Wednesday 17 July 2013

Unwelcome Reminders of Impermanence

  • The Unblinking Gaze
I suppose we always need reminders of the impermanence of everything.

But whether we think we need them or not, such reminders tend to visit us uninvited rather more frequently than we may care for.

After surviving two monkey invasions into my small forest dwelling in the past, I would not have felt a third visit to be necessary. They had certainly left their mark in my life and a point had been made.

However, recently a friend came to visit me at my little tin palace at a retreat center not far from Darjeeling. We had not seen each other for a long while so there was much to catch up on and share. Prior to my friend's departure the next day we decided to take a walk through the forest to a flat and open area near some tea gardens. From this place there was a lovely view of the surrounding valleys and mountains. From habit I advised my friend to check her hut and be sure that all the windows were shut and I made a thorough check of my own. I even double checked that everything was secure, closed the door, locked it and off we went.

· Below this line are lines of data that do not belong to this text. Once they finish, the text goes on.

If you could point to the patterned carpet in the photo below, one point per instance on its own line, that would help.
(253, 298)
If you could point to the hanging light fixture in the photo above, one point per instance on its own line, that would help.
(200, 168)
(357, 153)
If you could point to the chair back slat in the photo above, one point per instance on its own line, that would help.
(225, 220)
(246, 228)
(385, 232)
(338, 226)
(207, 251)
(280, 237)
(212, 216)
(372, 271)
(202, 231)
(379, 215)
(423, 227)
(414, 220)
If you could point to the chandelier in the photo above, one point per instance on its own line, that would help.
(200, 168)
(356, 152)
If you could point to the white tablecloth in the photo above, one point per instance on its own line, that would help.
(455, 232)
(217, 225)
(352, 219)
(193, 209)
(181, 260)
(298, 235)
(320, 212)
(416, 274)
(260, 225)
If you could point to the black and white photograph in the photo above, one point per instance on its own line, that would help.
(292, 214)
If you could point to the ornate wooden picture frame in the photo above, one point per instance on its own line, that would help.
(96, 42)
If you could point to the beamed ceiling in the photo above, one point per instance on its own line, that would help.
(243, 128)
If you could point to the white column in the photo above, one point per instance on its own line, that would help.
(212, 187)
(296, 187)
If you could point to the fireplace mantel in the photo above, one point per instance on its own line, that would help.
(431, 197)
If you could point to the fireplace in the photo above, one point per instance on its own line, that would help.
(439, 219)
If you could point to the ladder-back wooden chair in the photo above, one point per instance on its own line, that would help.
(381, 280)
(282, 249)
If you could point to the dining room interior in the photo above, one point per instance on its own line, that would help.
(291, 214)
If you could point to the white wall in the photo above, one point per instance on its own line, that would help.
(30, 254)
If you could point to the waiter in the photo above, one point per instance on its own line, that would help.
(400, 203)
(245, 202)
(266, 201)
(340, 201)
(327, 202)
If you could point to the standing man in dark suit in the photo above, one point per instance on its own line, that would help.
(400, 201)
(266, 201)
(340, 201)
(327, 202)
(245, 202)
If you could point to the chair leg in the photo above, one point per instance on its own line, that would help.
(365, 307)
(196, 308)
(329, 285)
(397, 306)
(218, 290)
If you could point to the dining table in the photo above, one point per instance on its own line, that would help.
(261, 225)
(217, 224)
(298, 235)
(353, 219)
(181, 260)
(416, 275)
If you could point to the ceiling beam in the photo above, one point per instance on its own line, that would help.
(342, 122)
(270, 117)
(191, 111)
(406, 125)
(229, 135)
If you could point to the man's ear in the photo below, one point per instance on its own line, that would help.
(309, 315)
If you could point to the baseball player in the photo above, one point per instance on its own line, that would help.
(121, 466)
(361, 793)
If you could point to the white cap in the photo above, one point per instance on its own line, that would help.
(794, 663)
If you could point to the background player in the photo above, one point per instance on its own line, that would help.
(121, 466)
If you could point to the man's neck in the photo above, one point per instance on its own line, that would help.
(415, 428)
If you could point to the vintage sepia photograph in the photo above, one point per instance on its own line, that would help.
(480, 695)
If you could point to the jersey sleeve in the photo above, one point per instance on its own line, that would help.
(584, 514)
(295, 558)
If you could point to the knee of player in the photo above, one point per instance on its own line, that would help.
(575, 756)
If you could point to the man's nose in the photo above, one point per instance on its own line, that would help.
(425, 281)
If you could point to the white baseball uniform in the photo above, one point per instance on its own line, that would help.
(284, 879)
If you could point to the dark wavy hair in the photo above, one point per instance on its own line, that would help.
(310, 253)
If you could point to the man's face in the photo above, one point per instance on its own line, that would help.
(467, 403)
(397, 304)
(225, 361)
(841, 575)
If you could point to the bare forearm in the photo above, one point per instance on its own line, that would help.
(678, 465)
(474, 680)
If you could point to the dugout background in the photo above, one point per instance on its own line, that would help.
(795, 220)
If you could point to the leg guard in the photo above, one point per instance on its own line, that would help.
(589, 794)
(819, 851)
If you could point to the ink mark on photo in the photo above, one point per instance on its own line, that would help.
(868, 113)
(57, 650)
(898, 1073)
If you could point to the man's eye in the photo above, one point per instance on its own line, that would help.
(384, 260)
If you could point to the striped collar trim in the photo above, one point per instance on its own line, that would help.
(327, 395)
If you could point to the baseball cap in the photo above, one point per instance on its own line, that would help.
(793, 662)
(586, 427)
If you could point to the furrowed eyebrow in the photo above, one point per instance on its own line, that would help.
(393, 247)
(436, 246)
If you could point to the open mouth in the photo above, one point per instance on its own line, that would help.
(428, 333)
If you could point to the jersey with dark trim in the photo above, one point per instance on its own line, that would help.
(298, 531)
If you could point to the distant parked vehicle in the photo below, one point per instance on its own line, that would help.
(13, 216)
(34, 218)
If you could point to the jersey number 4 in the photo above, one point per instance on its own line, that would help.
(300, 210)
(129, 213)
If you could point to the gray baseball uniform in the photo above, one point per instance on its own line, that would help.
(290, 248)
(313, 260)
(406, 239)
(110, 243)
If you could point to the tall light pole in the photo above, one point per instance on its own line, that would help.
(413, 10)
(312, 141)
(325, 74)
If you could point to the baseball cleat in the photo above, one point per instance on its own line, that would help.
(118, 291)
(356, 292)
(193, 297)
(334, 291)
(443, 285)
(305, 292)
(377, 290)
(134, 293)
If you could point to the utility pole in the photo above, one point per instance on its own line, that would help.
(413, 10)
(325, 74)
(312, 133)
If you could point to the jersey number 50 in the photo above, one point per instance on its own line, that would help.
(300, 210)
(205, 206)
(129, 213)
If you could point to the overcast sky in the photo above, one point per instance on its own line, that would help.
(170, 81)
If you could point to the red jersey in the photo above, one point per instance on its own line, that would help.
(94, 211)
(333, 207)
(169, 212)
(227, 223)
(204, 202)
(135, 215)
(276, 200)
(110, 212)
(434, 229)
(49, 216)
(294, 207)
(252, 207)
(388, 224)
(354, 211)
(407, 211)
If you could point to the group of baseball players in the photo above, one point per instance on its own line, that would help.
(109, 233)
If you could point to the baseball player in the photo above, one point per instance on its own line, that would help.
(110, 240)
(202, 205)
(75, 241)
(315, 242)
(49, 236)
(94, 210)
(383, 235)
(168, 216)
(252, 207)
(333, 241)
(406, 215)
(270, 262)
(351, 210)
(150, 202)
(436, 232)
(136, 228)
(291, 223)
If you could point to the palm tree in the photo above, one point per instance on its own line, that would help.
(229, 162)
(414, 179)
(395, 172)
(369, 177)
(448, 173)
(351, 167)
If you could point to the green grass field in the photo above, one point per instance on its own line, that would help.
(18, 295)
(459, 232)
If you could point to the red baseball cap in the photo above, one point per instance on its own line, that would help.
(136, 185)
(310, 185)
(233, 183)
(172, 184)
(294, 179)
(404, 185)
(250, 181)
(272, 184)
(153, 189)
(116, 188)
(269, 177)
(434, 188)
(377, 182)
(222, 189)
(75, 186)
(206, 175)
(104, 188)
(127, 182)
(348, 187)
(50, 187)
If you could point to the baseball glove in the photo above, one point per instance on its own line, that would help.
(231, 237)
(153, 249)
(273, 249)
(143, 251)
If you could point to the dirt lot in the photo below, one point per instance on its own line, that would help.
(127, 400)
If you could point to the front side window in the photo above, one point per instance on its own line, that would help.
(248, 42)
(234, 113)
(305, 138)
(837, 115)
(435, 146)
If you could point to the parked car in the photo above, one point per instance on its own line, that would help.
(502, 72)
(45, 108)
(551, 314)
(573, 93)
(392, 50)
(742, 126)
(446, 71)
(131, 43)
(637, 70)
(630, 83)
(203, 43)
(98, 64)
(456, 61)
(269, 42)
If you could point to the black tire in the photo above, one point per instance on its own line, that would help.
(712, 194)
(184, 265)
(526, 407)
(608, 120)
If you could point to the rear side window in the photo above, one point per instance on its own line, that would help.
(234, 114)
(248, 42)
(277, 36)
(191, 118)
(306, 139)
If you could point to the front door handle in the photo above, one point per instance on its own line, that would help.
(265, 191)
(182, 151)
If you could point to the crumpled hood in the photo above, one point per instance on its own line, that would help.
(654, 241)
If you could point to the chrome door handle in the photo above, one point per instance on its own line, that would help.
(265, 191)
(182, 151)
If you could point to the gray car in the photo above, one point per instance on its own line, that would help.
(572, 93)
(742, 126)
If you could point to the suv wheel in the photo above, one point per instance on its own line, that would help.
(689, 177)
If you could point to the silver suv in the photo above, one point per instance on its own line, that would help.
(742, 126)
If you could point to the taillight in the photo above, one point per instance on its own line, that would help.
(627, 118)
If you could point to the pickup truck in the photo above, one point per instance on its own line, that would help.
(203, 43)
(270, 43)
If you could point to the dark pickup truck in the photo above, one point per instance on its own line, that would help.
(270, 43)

It was a delightfully warm and sunny morning, the sort of morning that brings a good deal of optimism and spontaneous joy to the heart. The air was slightly hazy but even so, the majestic, white forms of the eastern Himalayan giants rose up before our view, breathtakingly beautiful.

A couple of hours slipped by but we hardly noticed until the familiar rumble of empty stomachs warned us that it was nearing the lunch hour.

Making our way back through the forest we could only marvel at the natural beauty of the area as we picked our way over the cobbled road canopied by old walnut, pine and Utish trees.

However, after crossing a small bubbling stream, just before the gentle rise to the monastery staircase, we noticed a young man on the road looking up very intently at my little cottage nestled among the trees and bamboo groves on the ridge.

I saw him but did not immediately understand why he was standing there and gazing up with such rapt attention. Just then a monkey, struggling to run with a jar of something tucked under its arm, suddenly shot out from behind a bush and darted across the road just in front of us. It looked very comical but then the implications of this little display suddenly ignited the light bulbs in my mind!

Holy sh......! It all became clear, horrifyingly clear. I started to run. Poor Katya who was not far behind had no idea of what we were in for, but I knew only too well.